We assessed the life expectancy of individuals with or without VHD categorized by lifestyle categories across SES levels. First, the Gompertz multistate model was employed, utilizing age from 60 years as the time scale, to determine the age-specific and SES-specific transition rates for each transition. Next, the baseline prevalence of lifestyle levels was calculated by every 10-year age bracket and by SES among participants without VHD at baseline and those with VHD during follow-up. Then, we used SES-specific hazard ratios by lifestyle, and the proportions of lifestyle categories, to weight transition rates as described in previously published methods [27]. Finally, using the weighted age-specific and SES-specific transition rates, we constructed life tables for people with and without VHD [28, 29]. We assumed that individuals currently without VHD could develop the condition in the future. Our life tables concluded at 100 years, with methodological details provided in the supplemental method in Additional file 1. Years of life gained due to healthier lifestyles was calculated by subtracting the life expectancies of participants with ideal and moderate lifestyles from those with a poor lifestyle of the same age and SES. The 95% confidence interval for the life expectancy was estimated by conducting 2000 Monte Carlo simulations. To account for gender-specific differences in life expectancy, all analyses were conducted separately for men and women.

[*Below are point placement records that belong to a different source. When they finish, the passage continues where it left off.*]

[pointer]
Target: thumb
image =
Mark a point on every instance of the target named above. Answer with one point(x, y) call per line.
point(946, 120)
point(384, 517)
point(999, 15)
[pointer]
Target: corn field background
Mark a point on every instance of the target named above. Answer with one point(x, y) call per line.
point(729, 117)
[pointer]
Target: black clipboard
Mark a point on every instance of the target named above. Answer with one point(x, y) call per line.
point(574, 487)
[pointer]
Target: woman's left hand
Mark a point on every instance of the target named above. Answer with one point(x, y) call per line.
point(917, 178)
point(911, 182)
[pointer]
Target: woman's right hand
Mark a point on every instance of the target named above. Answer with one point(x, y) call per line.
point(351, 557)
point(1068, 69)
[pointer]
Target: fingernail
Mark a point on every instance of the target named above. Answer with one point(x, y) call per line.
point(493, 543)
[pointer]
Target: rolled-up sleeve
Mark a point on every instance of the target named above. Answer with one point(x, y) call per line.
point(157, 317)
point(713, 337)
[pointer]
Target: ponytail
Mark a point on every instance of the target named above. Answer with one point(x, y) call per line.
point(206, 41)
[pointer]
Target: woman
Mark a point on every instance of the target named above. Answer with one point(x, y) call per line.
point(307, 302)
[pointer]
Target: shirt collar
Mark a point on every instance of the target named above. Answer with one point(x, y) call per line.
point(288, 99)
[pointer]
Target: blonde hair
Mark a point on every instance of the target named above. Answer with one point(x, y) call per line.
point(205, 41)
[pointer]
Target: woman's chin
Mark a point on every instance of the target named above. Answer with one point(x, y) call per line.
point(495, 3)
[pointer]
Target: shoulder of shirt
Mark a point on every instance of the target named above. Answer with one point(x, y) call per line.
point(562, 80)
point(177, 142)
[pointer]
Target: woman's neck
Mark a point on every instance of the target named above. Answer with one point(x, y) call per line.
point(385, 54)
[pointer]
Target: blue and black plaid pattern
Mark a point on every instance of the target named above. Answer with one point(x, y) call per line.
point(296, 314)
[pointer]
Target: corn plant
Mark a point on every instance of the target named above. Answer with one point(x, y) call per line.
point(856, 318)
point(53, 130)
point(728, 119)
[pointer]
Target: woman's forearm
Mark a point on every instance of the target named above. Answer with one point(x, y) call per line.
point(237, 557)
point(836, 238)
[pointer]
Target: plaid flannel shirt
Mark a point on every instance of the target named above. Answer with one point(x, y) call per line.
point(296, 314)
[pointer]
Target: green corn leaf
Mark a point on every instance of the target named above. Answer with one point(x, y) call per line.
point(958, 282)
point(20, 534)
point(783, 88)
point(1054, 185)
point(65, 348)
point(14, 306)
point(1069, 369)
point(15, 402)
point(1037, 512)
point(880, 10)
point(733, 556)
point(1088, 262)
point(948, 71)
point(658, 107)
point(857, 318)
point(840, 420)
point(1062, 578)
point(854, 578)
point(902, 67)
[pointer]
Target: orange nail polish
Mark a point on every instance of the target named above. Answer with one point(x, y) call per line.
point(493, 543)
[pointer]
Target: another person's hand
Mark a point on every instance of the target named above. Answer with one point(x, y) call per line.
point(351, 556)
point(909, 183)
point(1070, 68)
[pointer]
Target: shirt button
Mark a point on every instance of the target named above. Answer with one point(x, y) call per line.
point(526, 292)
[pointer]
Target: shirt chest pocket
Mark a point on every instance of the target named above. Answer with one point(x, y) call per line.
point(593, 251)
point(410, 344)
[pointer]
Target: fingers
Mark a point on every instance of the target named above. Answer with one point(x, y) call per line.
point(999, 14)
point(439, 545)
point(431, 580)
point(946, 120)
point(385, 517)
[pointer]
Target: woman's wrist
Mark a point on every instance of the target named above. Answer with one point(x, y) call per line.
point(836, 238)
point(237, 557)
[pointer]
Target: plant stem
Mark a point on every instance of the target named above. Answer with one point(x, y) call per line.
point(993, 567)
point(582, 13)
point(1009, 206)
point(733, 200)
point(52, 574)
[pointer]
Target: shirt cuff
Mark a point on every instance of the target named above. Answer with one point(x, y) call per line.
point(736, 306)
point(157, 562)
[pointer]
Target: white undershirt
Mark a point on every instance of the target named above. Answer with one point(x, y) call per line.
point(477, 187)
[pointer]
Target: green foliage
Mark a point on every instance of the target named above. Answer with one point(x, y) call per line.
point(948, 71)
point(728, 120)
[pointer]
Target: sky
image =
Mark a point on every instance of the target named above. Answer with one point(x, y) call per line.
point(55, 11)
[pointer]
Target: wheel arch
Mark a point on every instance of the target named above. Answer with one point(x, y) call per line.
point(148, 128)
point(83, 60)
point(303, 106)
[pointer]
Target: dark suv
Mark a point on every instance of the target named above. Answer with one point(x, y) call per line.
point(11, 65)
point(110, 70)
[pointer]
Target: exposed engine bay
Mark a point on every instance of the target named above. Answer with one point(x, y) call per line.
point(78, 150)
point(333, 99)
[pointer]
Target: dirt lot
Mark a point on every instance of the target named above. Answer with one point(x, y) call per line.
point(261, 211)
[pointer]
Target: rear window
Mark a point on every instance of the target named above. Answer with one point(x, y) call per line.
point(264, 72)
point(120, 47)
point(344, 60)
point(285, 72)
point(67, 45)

We confirmed the robustness of our analyses by performing sensitivity analyses in which (1) the continuous lifestyle score was considered rather than categorical variable; (2) the five lifestyle factors were analyzed separately, instead of being aggregated into a single score; (3) additional adjustments were made for potential confounders in the lifestyle-VHD relationship, such as coronary artery disease, atrial fibrillation, cardiomyopathy, heart failure, chronic kidney disease, and cancer; (4) the Cardiovascular Health (CVH) metric, introduced by the American Heart Association (AHA), was used instead of lifestyle; (5) aortic stenosis and mitral regurgitation were considered separately, instead of being aggregated into a general VHD category; (6) low socioeconomic status was indicated by a TDI percentile above 40, rather than 60th percentile; (7) individual-level measures of SES, such as household income and educational attainment, were used; (8) participants who developed VHD or died within the first 2 years of follow-up were excluded; (9) for the analysis of VHD patients (transition 3), we made additional adjustments to account for any operations related to VHD; (10) participants without VHD were assumed to be immune to the disease, and their expected lifetimes were recalculated.; (11) multiple imputation was conducted to impute all missing independent variables and test the influence of missing data.

All statistical analyses were performed using the R software 4.0. All P values were two-sided and considered statistically significant when less than 0.05.